The police said the plane crashed in Sussex County, New Jersey, northwest of New York City on Thursday, adding that 49-year-old De Vries and another 54-year-old man on the plane, Thomas Fischer, were killed. .
According to the Federal Aviation Administration, which is investigating the crash, the single-engine Cessna 172 crashed in a forested area in a state park near Lake Kiama in New Jersey about 40 minutes before sunset.
No other official details about the circumstances of the accident were immediately provided.
“Such a tragic loss. The warm and vibrant Glen made us laugh and illuminate the room. He is a visionary and an innovator-a true leader,” Lan Said Bezos, founder of Color Origin and executive chairman of online retail giant Amazon. com, said on Twitter, adding that he was “heartbroken.”
De Vries is an instrument-level private pilot and the founder of the clinical research company Medidata Solutions. Last month, he and three other civilian crew members took the New Shepard rocket ship of Blue Origin, an astronomical tourism company, and flew in a suborbital vehicle. To space.
The most famous of New Shepard’s four passengers is Shatner, the 90-year-old actor best known for playing Captain James T. Kirk in the original 1960s TV show Star Trek. The October 13 launch made Shatner the oldest person ever to fly into space.
The other two crew members on that flight were former NASA engineer Chris Boshuizen and Blue Origin vice president Audrey Powers.

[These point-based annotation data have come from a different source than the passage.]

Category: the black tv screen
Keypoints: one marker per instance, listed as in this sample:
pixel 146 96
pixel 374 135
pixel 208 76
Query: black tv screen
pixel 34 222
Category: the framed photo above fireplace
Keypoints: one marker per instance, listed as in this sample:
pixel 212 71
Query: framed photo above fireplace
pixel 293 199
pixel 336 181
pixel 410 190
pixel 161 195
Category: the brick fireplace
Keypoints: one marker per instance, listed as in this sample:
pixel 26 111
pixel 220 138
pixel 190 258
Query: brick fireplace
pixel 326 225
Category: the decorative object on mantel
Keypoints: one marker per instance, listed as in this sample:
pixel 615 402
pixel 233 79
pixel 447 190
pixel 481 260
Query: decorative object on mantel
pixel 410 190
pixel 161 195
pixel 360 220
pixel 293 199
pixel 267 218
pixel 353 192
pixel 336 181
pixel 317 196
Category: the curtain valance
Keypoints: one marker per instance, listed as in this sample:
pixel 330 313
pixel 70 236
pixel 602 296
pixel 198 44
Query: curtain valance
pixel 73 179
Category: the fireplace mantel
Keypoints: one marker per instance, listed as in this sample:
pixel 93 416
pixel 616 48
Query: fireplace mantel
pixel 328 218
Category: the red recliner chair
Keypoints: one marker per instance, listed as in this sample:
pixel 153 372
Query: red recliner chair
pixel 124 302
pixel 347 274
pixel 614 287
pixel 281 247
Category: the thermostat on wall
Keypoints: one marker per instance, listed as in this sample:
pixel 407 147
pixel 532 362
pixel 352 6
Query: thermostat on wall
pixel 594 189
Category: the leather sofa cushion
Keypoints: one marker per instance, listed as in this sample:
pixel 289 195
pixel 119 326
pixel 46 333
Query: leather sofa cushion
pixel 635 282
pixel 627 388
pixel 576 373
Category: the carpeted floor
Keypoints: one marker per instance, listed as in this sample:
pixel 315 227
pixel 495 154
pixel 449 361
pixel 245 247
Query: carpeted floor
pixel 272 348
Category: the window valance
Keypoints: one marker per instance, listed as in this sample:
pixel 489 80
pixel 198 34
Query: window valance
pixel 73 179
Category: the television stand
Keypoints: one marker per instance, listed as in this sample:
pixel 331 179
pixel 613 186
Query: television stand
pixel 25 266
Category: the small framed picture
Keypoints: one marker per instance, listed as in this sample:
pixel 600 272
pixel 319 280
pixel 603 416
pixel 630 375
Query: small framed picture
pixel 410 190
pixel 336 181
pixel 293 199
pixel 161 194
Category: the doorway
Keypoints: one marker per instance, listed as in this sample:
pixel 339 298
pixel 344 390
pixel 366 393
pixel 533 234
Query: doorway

According to the De Vries career profile released by Blue Origin when it was selected as one of the four passengers of New Shepard, Medidata Solutions, established by De Vries in 1999, is listed as the most used clinical research platform in the world.
He served as the vice chairman of the life sciences and healthcare division of French software company Dassault Systemes, which acquired Medidata in 2019. He also served as a trustee of Carnegie Mellon University in Pittsburgh.